The next day, I entered the Psych Department with a morbid suicidal look on my face. The secretary made me fill out a form with a million questions about drugs, alcohol, parents, relationships, sex, and everything else that most people would rather keep secret. She asked me if it was an academic or personal concern.

“Personal,” I said.

I sat down in a cushiony chair and waited. There were pamphlets laying all over the place about how to get As and how to increase your self esteem.

The doctor, a motherly black woman in a red outfit, came out of a back office and greeted me. She led me to her office. I had marked on the form that I was having problems in my relationship and with my peers. The doctor started asking me questions with a gentle and sincere voice.

“Well, this is my first time to see a psychologist. I usually try to solve my problems out on my own. But I’ve come to point where I can’t do it.”

I started to tell her that my girlfriend just left me for another man. Of course, this did really happen in the beginning of the year, but Maddy and I weren’t having problems now.

“Everywhere I go, I see her with this guy. And he lives right down the hall too, in my hallway.”

Then, I started rambling about how I couldn’t get along with my hall mates. The truth was, I got along great with them. What I was telling her were the problems that I had and solved on my own during the previous semester.

“…So, I tried to get out of my housing contract. But it was too late.”

Then the doctor turned into an irritable groaning beast and uttered, “So, you came here.”

“Yeah, sorry to bother you with this.”

“Oh, it’s no problem. I just wish those policies would change at the housing department. They bring so many students in here.”

“Really?”

“Yes. But you’re different. You want to get out of the dorms. Most of the students I get still want to stay on campus somewhere.

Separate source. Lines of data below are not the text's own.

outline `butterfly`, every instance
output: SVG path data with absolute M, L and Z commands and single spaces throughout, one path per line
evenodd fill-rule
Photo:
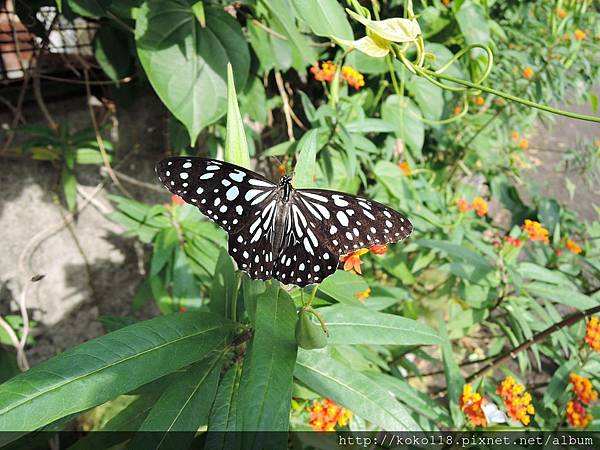
M 498 406 L 494 403 L 482 403 L 481 410 L 485 415 L 485 420 L 489 423 L 506 423 L 508 422 L 508 417 L 502 411 L 498 409 Z
M 229 254 L 253 279 L 304 287 L 334 273 L 342 255 L 401 241 L 406 218 L 380 203 L 324 189 L 294 189 L 243 167 L 173 157 L 156 173 L 164 186 L 223 228 Z

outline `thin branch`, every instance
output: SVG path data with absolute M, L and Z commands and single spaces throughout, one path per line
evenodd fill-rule
M 106 167 L 102 167 L 100 169 L 100 172 L 104 173 L 104 174 L 108 173 L 108 171 L 106 170 Z M 161 194 L 164 194 L 166 192 L 164 188 L 161 188 L 155 184 L 146 183 L 145 181 L 137 180 L 133 177 L 130 177 L 129 175 L 125 175 L 124 173 L 119 172 L 118 170 L 113 169 L 113 173 L 120 180 L 126 181 L 127 183 L 133 184 L 134 186 L 139 186 L 139 187 L 143 187 L 145 189 L 150 189 L 152 191 L 160 192 Z
M 92 119 L 92 126 L 94 127 L 94 132 L 96 133 L 96 142 L 98 143 L 98 148 L 100 149 L 100 154 L 102 155 L 102 161 L 104 162 L 104 167 L 110 176 L 110 179 L 115 183 L 115 186 L 121 191 L 123 195 L 126 197 L 132 198 L 131 194 L 123 187 L 119 179 L 113 173 L 112 167 L 110 166 L 110 161 L 108 160 L 108 154 L 106 153 L 106 148 L 104 147 L 104 140 L 100 135 L 100 129 L 98 128 L 98 122 L 96 121 L 96 114 L 94 113 L 94 107 L 92 106 L 92 92 L 89 85 L 89 72 L 87 70 L 84 71 L 85 75 L 85 92 L 87 95 L 87 104 L 90 112 L 90 118 Z
M 494 358 L 490 363 L 486 364 L 484 367 L 479 369 L 477 372 L 469 375 L 466 378 L 467 382 L 472 381 L 475 378 L 482 376 L 483 374 L 485 374 L 486 372 L 488 372 L 490 370 L 494 370 L 496 367 L 500 366 L 501 364 L 505 363 L 506 361 L 508 361 L 510 359 L 516 358 L 518 353 L 520 353 L 524 350 L 527 350 L 529 347 L 537 344 L 540 341 L 543 341 L 548 336 L 550 336 L 552 333 L 555 333 L 565 327 L 571 326 L 571 325 L 579 322 L 580 320 L 585 319 L 586 317 L 596 314 L 597 312 L 600 312 L 600 305 L 594 306 L 593 308 L 586 309 L 585 311 L 578 311 L 576 313 L 569 315 L 564 320 L 549 326 L 544 331 L 539 332 L 535 336 L 531 337 L 529 340 L 523 342 L 521 345 L 518 345 L 517 347 L 512 348 L 512 349 L 502 353 L 500 356 Z
M 269 28 L 268 26 L 266 26 L 264 23 L 260 22 L 258 19 L 252 19 L 252 23 L 253 23 L 254 25 L 256 25 L 257 27 L 259 27 L 259 28 L 262 28 L 262 29 L 263 29 L 263 30 L 265 30 L 267 33 L 270 33 L 270 34 L 272 34 L 273 36 L 276 36 L 276 37 L 278 37 L 279 39 L 282 39 L 282 40 L 284 40 L 284 41 L 287 41 L 287 40 L 288 40 L 288 37 L 287 37 L 287 36 L 285 36 L 285 35 L 283 35 L 283 34 L 281 34 L 281 33 L 278 33 L 278 32 L 277 32 L 277 31 L 275 31 L 275 30 L 272 30 L 271 28 Z
M 279 95 L 281 95 L 281 100 L 283 100 L 283 114 L 285 115 L 285 122 L 287 124 L 287 134 L 290 141 L 294 142 L 296 138 L 294 137 L 294 125 L 292 124 L 292 114 L 290 107 L 290 99 L 285 91 L 285 86 L 283 85 L 283 78 L 281 77 L 281 72 L 278 70 L 275 71 L 275 82 L 277 83 L 277 89 L 279 89 Z
M 46 103 L 44 102 L 44 97 L 42 96 L 42 87 L 40 85 L 39 69 L 37 65 L 34 69 L 33 74 L 33 96 L 35 97 L 35 101 L 37 102 L 38 108 L 40 108 L 40 111 L 46 119 L 46 122 L 48 122 L 48 126 L 51 129 L 56 130 L 58 128 L 58 124 L 52 118 L 52 115 L 50 114 L 50 111 L 48 111 L 48 108 L 46 108 Z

Are you sure you want to leave?”

“I think it would be the best thing to do.”

“OK, I’ll be right back.” She came back with some forms. I signed them in a few different spots, and I was out of the contract. I walked out feeling a hundred pounds lighter. I skipped through the crisp icy air like a jovial boy headed to the playground.

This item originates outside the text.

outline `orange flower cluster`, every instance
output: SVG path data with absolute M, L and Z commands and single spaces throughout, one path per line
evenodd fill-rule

“Hey, freak!!” screamed a deep satirical voice that could only be Clay’s. He was in a good mood also, and strutted towards me with his knapsack of poetry and books strung around his shoulder. “What’s goin’ on, my man?!” he asked while sticking out his hand. I shook it.

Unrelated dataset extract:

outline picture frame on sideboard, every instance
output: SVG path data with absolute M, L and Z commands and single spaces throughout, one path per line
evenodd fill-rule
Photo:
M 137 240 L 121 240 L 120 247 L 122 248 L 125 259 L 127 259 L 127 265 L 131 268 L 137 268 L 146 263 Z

“I’m outta this campus, man. I just got out of my housing contract.”

“How the hell did you do that?”

“I had to visit a doctor and give this bullshit story about how I was going crazy.”

“Cool, man.”

“Well, I’m off to drink a few beers. Murray bought some of that cheap shit last night. Two bucks for a six-pack.”

In my room, I danced around and sipped away while Murray was typing out his last paper of the semester on my Brother word processor.

“C’mon. Be quiet, Syd! I’m almost done. C’mon, stop fucking around!”

I began packing through the clattering sound of the word processor, a thick chain sound of storied victories to come.